Schemas
Fidemark registers two schemas with the EAS Schema Registry. Both are resolver-bound to the same FidemarkResolver contract and both are revocable.
Human Content Attestation
Section titled “Human Content Attestation”bytes32 contentHash,string contentType,address creator,uint64 createdAt,string proofMethod| Field | Purpose |
|---|---|
contentHash | SHA-256 of the attested content. Hashed client-side; raw content never leaves the attester. |
contentType | MIME-style label or category. Conventional: text/article, image/jpeg, audio/wav. Free-form. |
creator | The address of the human creator. Resolver-enforced to equal the transaction’s attester. |
createdAt | The attester’s claim about when the content was created (Unix seconds). Cannot be more than 1 day in the future. |
proofMethod | The trust layer: wallet-signed, ens-verified, etc. Resolver-enforced against an allowlist.

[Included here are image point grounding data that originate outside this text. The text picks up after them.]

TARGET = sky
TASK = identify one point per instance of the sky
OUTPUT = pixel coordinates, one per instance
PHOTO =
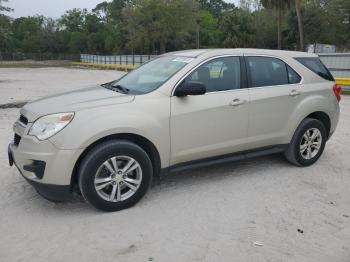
(51, 8)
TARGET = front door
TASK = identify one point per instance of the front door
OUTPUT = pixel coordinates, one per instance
(215, 123)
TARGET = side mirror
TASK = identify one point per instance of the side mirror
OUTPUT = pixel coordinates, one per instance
(190, 89)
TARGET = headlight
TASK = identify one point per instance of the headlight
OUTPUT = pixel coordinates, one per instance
(47, 126)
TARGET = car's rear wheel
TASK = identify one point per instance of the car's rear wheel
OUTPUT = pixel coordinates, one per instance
(115, 175)
(308, 143)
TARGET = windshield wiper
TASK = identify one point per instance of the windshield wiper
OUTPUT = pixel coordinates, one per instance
(116, 88)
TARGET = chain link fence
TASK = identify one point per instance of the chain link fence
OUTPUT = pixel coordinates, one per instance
(134, 60)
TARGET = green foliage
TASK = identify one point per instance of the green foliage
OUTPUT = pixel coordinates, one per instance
(157, 26)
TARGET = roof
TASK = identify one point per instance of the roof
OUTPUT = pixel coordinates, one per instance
(198, 52)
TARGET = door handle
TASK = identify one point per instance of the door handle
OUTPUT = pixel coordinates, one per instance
(237, 102)
(294, 92)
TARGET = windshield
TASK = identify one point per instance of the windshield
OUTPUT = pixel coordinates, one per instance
(151, 75)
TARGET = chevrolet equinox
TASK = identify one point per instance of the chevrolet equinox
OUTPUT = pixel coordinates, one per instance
(180, 110)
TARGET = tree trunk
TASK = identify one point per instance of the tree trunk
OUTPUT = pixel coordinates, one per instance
(300, 24)
(279, 28)
(162, 47)
(197, 35)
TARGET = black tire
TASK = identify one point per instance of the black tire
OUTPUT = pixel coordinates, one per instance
(293, 154)
(96, 157)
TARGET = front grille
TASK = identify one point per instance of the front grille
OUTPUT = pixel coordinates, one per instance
(17, 139)
(23, 120)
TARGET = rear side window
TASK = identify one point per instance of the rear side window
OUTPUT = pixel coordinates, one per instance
(293, 76)
(267, 71)
(316, 65)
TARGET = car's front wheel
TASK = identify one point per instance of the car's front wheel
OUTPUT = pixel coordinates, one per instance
(308, 143)
(115, 175)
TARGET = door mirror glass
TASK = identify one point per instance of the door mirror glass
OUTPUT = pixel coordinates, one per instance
(190, 89)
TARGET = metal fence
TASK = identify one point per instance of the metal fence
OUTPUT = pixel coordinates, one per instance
(37, 56)
(134, 60)
(338, 64)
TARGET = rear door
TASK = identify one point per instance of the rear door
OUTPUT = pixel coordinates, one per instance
(215, 123)
(274, 92)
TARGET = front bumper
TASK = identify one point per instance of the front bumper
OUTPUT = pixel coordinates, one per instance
(48, 169)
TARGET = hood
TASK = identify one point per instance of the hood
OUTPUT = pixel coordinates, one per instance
(74, 101)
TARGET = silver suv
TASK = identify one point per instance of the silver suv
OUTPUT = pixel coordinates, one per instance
(181, 110)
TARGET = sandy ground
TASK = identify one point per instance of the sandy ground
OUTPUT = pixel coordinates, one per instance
(212, 214)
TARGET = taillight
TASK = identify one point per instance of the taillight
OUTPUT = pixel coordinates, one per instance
(337, 91)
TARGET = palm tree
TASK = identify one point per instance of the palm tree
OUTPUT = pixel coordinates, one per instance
(280, 6)
(300, 24)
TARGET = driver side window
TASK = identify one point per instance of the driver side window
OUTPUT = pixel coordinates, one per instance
(218, 74)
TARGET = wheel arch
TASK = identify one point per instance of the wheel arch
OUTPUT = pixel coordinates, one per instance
(323, 118)
(139, 140)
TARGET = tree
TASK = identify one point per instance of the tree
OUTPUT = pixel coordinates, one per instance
(4, 8)
(300, 24)
(237, 28)
(156, 25)
(280, 6)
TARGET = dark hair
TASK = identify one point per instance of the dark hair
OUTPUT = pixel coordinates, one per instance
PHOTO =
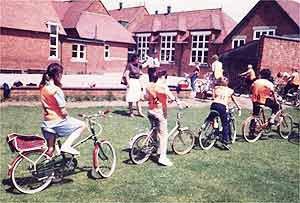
(53, 72)
(266, 74)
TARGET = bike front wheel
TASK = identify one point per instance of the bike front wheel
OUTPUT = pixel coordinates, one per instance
(104, 160)
(252, 129)
(31, 173)
(286, 126)
(183, 142)
(141, 149)
(207, 136)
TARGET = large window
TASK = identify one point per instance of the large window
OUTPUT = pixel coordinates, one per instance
(263, 31)
(53, 29)
(167, 47)
(106, 52)
(238, 41)
(200, 47)
(143, 45)
(79, 52)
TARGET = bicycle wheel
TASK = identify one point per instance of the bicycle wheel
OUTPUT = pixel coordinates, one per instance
(141, 149)
(183, 142)
(233, 131)
(286, 126)
(31, 176)
(252, 129)
(104, 160)
(208, 136)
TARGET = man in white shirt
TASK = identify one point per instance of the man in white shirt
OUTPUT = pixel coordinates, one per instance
(151, 63)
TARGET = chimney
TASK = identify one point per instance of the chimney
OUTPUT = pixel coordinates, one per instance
(168, 9)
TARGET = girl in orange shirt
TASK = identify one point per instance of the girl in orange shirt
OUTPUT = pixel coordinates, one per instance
(56, 120)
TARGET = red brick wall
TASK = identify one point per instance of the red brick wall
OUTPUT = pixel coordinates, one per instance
(268, 14)
(280, 54)
(22, 50)
(95, 59)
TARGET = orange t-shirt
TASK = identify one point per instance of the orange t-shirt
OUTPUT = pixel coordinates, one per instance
(52, 111)
(222, 94)
(296, 79)
(261, 91)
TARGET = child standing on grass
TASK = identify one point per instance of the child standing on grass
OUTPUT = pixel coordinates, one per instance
(157, 93)
(222, 95)
(56, 120)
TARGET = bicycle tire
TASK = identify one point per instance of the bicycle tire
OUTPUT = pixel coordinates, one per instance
(183, 142)
(141, 149)
(233, 131)
(38, 179)
(105, 160)
(252, 135)
(207, 137)
(286, 123)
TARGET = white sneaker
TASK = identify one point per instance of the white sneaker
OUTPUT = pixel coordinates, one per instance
(70, 150)
(165, 162)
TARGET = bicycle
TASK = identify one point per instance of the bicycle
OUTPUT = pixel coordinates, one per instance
(32, 171)
(144, 145)
(255, 126)
(212, 130)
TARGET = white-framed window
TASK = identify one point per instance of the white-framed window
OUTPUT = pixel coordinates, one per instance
(199, 50)
(79, 52)
(259, 31)
(167, 47)
(106, 52)
(238, 41)
(53, 44)
(143, 45)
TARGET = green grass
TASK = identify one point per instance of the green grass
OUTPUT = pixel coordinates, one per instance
(265, 171)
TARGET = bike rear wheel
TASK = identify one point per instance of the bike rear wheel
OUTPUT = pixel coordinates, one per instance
(252, 130)
(105, 160)
(207, 136)
(31, 177)
(286, 126)
(183, 142)
(141, 149)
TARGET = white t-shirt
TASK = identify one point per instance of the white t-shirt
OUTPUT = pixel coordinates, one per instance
(216, 64)
(151, 63)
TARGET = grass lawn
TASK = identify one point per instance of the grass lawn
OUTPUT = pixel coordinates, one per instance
(264, 171)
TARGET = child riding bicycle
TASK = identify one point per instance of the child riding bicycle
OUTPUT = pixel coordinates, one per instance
(221, 96)
(56, 120)
(157, 94)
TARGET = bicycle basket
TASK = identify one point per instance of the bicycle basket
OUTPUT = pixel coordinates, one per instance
(22, 143)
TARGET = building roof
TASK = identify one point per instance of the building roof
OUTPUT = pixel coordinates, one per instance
(102, 27)
(91, 20)
(28, 15)
(291, 8)
(208, 19)
(128, 14)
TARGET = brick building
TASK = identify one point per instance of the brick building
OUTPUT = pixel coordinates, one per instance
(81, 35)
(267, 37)
(179, 38)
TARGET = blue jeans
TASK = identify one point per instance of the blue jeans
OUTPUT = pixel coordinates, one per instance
(224, 116)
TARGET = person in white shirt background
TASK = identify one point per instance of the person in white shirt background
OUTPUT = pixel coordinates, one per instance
(151, 63)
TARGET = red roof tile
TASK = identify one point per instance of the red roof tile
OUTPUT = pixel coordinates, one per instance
(128, 14)
(292, 8)
(189, 20)
(102, 27)
(28, 15)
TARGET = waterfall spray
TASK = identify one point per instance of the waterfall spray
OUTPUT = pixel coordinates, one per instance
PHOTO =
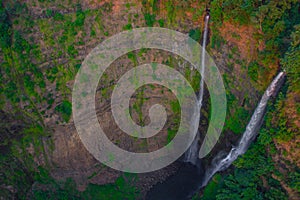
(191, 155)
(250, 133)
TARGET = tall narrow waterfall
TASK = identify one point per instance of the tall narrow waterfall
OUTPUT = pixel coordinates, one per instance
(191, 155)
(250, 133)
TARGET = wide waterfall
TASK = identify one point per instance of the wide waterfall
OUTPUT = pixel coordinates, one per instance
(191, 155)
(221, 163)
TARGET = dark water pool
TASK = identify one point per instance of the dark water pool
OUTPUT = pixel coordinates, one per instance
(180, 186)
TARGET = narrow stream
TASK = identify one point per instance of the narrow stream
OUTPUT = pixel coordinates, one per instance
(191, 176)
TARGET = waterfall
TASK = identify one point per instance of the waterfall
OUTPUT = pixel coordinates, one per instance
(221, 163)
(191, 155)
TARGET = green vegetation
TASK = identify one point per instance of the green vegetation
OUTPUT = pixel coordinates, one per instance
(42, 46)
(48, 188)
(65, 108)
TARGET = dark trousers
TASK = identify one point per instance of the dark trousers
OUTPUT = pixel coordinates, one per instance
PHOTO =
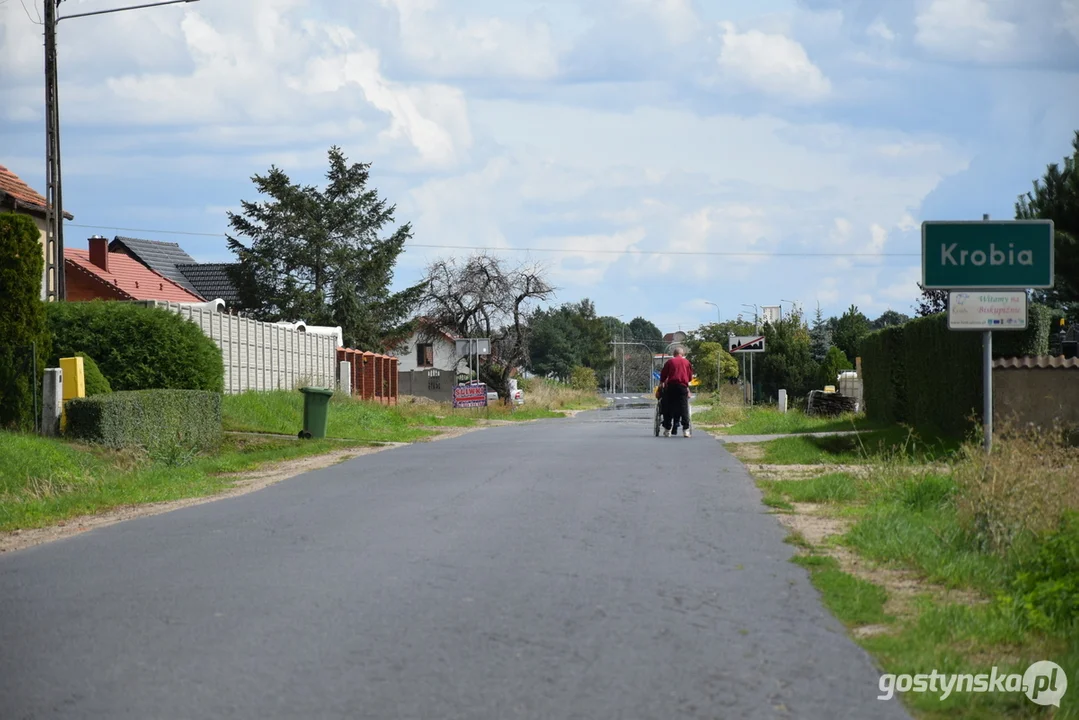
(675, 407)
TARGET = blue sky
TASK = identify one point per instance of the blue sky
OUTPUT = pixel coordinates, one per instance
(638, 127)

See Trust layers. |
AI Output Attestation
Section titled “AI Output Attestation”bytes32 contentHash,string modelId,bytes32 promptHash,string parameters,string provider| Field | Purpose |
|---|---|
contentHash | SHA-256 of the AI output. |
modelId | Canonical model identifier (e.g. claude-sonnet-4-6). |
promptHash | SHA-256 of the prompt: proves which prompt without revealing it. May be zero for agent flows without a discrete prompt. |
parameters | JSON-stringified generation parameters. May be empty. |
provider | Provider name (e.g. anthropic, openai, local). |
Why these fields and not others
Section titled “Why these fields and not others”A few intentional omissions:
- No raw content. Fidemark is a provenance protocol, not a CDN. The content lives wherever you publish it; the chain only records its hash.
- No raw prompt. Same reason. Prompts often contain proprietary logic: the hash gates a future reveal-and-prove flow.
- No identity claims at the schema level. Identity is layered on top via
proofMethod. The schemas stay neutral. - No license / rights metadata. Out of scope for v1. Composable atop via referenced attestations.